[Japan In-depthチャンネルニコ生公式放送リポート]【安保法案成立、これから日本はどこへ行く】~中野晃一上智大学教授に聞く~
Japan In-depth / 2015年10月2日 11時0分
9月19日に安保法案が可決・成立した。可決されるまでの間、国会前で多くの国民が反対デモに参加し、国会では軸のぶれた議論が行われ、荒れに荒れた様子が報道された。今回のJapan In-depthと週刊朝日のコラボ放送では、安保法案を巡って見えたデモ参加者や国会議員の姿を踏まえつつ、安保法案可決により、今後の日本がどのように変化するのかを議論する。ゲストには、上智大学国際教養学部教授中野晃一氏 週刊朝日記者古田真梨子氏を招いた。
国会前のデモの様子は、連日メディア各社により報じられた。
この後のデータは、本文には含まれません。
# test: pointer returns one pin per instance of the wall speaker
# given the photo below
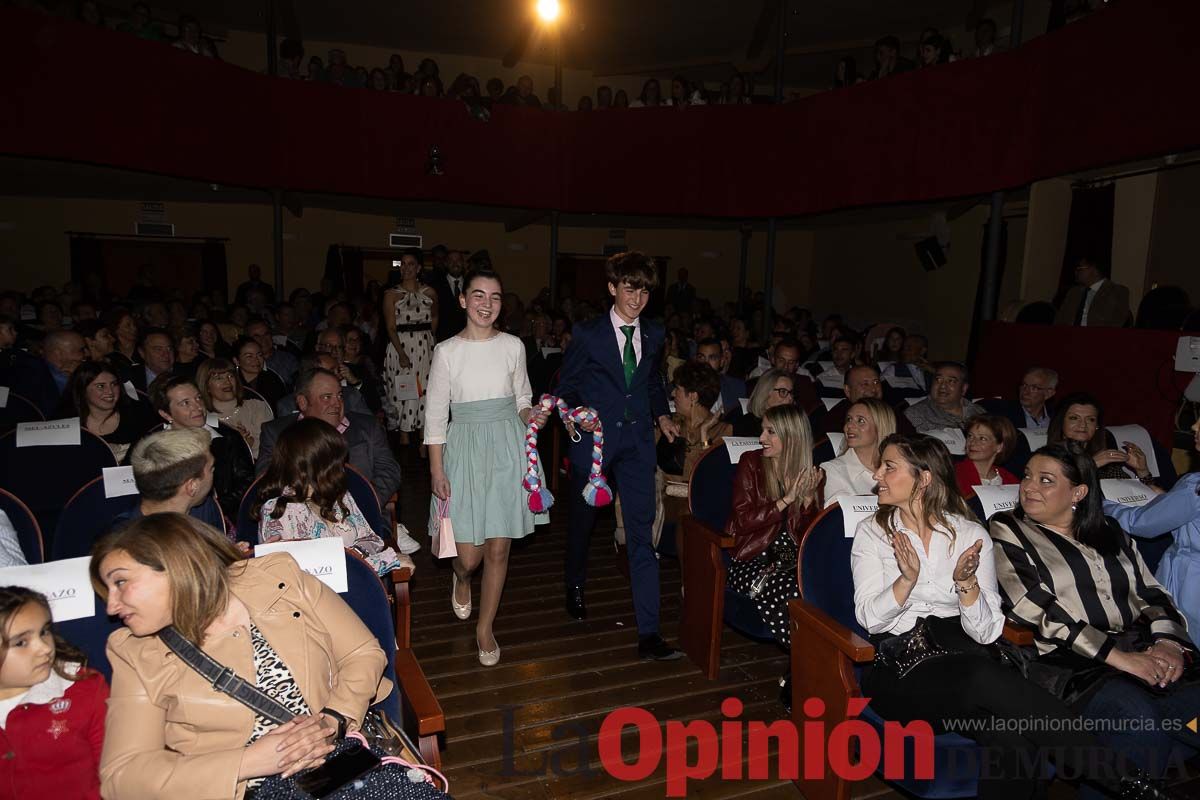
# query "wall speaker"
(930, 253)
なぜこれほどまで多くの人がデモに参加したのか。中野氏は「組織的な動員ではなく、老夫婦や子連れなど、多様な世代が参加できたのは、デモ主催者の雰囲気作りが功を奏したからと言える。もちろんデモ参加者の誰もが安保法案に対して怒りを抱いていたが、それと同時に彼らは、自分の意見を主張できる場ができたという喜びを見出していたのではないか」と指摘した。また「若者の力が大きく影響したのか」というAyaの質問に対し、「きちんと勉強した学生が、自分たちの言葉で演説をした。その姿に、学生でない層も鼓舞され、多様な年齢層の参加を促したと言える」と答えた。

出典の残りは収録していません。